Dividend tax is charged on taxable dividend income an individual receives that falls outside of the personal allowance (£12,570 in 2021-22) and the dividend allowance (£2,000 in 2021-22). Taxable dividend income excludes, for example, dividends on assets held in ISAs.

Affected basic rate taxpayers are expected to pay, on average, an additional £150 on their dividend income in 2022-23[footnote 9].Affected higher rate taxpayers are expected to pay, on average, an additional £403 on their dividend income in 2022-23. Additional and higher rate taxpayers are expected to contribute over 70 per cent of the revenue from this increase in 2022-23.  
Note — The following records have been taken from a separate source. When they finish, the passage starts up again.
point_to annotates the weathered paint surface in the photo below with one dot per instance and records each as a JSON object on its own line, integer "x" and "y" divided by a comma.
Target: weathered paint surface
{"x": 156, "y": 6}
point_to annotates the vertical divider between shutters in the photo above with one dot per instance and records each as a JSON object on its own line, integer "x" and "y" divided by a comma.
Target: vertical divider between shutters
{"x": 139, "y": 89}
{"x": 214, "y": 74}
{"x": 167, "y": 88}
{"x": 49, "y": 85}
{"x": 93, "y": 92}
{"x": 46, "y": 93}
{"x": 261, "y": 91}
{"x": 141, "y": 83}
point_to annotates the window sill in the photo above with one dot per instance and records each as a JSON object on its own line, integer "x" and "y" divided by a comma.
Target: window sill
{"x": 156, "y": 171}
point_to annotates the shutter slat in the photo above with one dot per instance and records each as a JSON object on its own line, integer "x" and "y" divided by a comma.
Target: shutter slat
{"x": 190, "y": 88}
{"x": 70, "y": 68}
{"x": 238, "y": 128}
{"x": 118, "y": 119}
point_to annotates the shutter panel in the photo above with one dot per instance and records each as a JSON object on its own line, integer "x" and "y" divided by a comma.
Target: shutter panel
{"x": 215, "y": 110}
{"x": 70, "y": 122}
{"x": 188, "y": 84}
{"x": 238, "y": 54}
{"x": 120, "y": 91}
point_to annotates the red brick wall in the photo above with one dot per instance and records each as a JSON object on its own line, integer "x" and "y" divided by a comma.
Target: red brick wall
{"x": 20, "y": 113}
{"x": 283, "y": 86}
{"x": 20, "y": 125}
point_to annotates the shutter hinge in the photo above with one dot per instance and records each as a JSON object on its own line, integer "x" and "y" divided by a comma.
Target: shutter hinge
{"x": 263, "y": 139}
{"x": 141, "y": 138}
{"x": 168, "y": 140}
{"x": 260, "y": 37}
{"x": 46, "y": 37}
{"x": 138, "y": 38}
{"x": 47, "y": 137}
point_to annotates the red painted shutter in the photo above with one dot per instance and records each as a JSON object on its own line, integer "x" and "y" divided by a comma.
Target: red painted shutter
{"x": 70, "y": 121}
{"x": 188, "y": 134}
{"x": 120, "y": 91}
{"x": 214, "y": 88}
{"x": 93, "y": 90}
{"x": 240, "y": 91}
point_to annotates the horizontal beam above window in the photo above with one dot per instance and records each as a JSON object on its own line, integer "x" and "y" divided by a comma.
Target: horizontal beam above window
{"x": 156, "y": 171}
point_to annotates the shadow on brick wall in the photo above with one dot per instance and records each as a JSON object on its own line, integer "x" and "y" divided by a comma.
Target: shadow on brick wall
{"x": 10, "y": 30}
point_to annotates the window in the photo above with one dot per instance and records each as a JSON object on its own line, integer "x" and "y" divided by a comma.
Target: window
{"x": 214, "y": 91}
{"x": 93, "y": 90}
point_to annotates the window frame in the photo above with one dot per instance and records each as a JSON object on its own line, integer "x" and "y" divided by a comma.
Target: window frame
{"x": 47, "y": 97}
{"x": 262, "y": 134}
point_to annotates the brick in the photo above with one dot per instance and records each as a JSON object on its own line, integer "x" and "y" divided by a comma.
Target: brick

Due to a combination of the £2,000 tax-free dividend allowance and the personal allowance, around 60 per cent of individuals with dividend income outside of ISAs are not expected to pay dividend tax and are not expected to be affected in 2022-23.
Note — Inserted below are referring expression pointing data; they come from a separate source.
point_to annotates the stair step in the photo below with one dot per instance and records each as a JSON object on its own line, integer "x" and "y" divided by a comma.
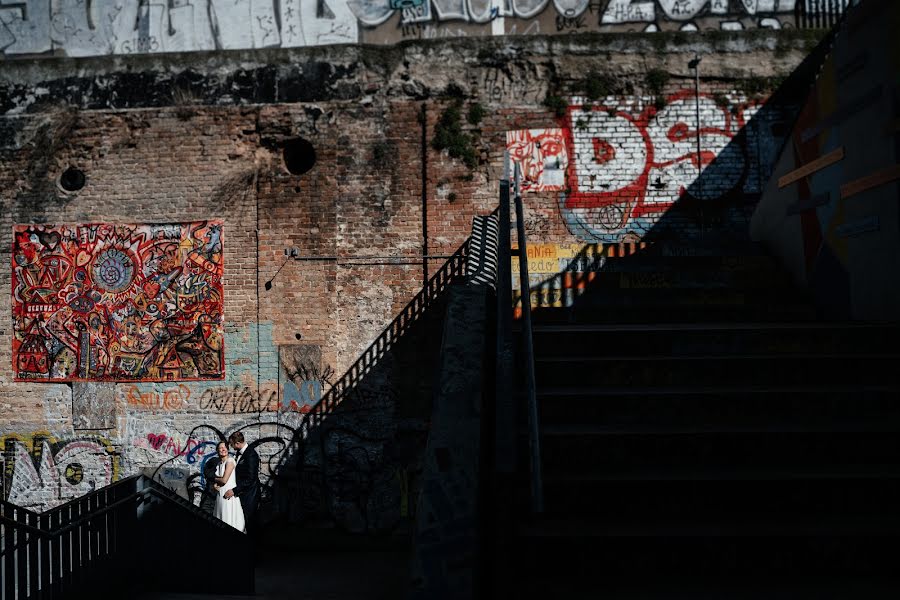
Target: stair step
{"x": 718, "y": 390}
{"x": 697, "y": 339}
{"x": 737, "y": 558}
{"x": 875, "y": 425}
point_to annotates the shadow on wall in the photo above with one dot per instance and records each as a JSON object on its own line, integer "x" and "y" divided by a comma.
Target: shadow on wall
{"x": 354, "y": 458}
{"x": 637, "y": 186}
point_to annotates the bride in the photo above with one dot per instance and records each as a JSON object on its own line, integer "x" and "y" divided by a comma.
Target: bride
{"x": 227, "y": 509}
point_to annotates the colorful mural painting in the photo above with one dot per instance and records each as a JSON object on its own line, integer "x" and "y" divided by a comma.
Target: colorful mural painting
{"x": 114, "y": 302}
{"x": 41, "y": 471}
{"x": 541, "y": 156}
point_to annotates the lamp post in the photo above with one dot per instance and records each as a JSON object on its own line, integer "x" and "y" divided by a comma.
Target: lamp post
{"x": 695, "y": 65}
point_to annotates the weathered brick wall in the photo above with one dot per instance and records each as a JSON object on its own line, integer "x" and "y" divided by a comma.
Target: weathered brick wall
{"x": 216, "y": 153}
{"x": 134, "y": 27}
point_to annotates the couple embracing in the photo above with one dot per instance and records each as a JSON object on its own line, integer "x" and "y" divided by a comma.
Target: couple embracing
{"x": 237, "y": 483}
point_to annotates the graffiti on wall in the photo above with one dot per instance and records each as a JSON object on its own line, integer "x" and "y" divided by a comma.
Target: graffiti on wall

  1. ONS, 2021. Available at: <Healthcare expenditure, UK Health Accounts provisional estimates: 2020

  2. NHS Long Term Plan, 2019. Available at: <https://www.longtermplan.nhs.uk/

  3. Encompassing those in receipt of formal and informal care, the workforce, and unpaid carers. 

  4. Commission on Funding of Care and Support, 2011. Fairer Care Funding. The Report of the Commission on Funding of Care and Support. [online] HMSO, p.12. Available at: <http://webarchive.nationalarchives.gov.uk/20130221130239/http://dilnotcommission.dh.gov.uk/files/2011/07/Fairer-Care-Funding-Report.pdf

  5.   The adjustment for compensation of public sector employers for their contributions to the Levy includes compensation to the NHS and Local Government. However this additional funding has not been included in the £12 billion figure for the additional funding being made available for health and social care across the UK as it will not represent an increase to spending power in these sectors. 
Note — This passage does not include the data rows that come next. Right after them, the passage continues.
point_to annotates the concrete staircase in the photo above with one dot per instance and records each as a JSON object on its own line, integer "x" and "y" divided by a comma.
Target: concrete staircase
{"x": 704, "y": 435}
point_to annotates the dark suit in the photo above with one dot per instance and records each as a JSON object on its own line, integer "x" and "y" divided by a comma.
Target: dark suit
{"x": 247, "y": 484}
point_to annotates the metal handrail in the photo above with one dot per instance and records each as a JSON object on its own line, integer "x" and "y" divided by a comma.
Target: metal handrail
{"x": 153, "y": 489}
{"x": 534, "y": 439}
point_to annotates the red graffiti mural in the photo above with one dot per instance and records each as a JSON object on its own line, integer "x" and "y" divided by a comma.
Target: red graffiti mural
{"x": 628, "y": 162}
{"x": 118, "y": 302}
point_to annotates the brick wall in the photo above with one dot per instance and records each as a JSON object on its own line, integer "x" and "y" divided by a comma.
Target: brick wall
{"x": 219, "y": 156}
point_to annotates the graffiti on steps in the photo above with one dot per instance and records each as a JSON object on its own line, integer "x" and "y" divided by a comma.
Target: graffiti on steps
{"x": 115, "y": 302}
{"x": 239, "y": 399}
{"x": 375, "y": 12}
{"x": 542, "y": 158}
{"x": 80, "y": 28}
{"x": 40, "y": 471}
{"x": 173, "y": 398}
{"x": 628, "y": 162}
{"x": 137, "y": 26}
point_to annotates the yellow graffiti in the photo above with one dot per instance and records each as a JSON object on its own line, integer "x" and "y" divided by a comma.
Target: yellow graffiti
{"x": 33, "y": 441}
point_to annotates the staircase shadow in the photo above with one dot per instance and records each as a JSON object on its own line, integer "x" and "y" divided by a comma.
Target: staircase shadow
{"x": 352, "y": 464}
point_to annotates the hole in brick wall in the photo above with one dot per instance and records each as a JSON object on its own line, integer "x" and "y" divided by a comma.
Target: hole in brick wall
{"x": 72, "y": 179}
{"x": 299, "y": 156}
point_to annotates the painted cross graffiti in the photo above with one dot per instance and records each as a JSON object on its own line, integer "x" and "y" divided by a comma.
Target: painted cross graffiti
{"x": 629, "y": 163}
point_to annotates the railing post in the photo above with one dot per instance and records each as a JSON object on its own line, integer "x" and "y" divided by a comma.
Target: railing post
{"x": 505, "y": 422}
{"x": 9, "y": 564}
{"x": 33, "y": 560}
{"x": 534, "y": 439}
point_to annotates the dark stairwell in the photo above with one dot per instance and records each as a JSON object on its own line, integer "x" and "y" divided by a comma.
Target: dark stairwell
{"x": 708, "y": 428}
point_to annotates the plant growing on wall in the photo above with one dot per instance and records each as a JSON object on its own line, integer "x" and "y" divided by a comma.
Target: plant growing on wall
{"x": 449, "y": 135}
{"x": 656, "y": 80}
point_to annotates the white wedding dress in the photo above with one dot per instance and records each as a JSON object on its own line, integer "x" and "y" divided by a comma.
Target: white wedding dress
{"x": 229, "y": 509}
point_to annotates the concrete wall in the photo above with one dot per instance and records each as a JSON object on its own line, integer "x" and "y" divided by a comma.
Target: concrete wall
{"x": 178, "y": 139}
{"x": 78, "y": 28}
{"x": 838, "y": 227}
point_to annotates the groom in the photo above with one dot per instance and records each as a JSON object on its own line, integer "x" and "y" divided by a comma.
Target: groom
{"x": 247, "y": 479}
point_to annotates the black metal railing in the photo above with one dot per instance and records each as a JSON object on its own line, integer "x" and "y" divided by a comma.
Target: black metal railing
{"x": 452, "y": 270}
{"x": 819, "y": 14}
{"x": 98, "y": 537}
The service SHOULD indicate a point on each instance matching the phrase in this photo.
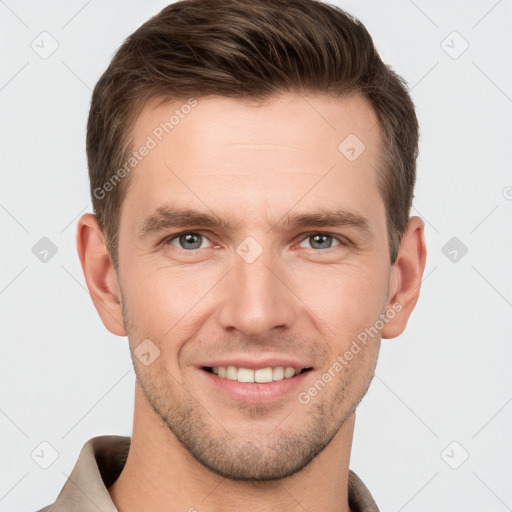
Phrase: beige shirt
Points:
(101, 461)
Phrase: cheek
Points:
(346, 299)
  6. Source: Forecast income levels for 2022-23 are from internal HMRC analysis based on HMRC’s annual Survey of Personal Incomes, a representative sample of individuals in HMRC’s PAYE, Self Assessment and repayment claims administrative systems. For further information, please see https://www.gov.uk/government/collections/income-tax-statistics-and-distributions

  7. For details see https://www.gov.uk/claim-employment-allowance/eligibility 

  8. In this document employers are defined as employers that have a wage bill with a NICs liability, and wage bill is defined as a wage subject to assessment for NICs. 

  9. All expected impacts from changes to dividend tax rates are based on Spring Budget 2021 determinants and will be updated when this measure is formally scored at the Budget.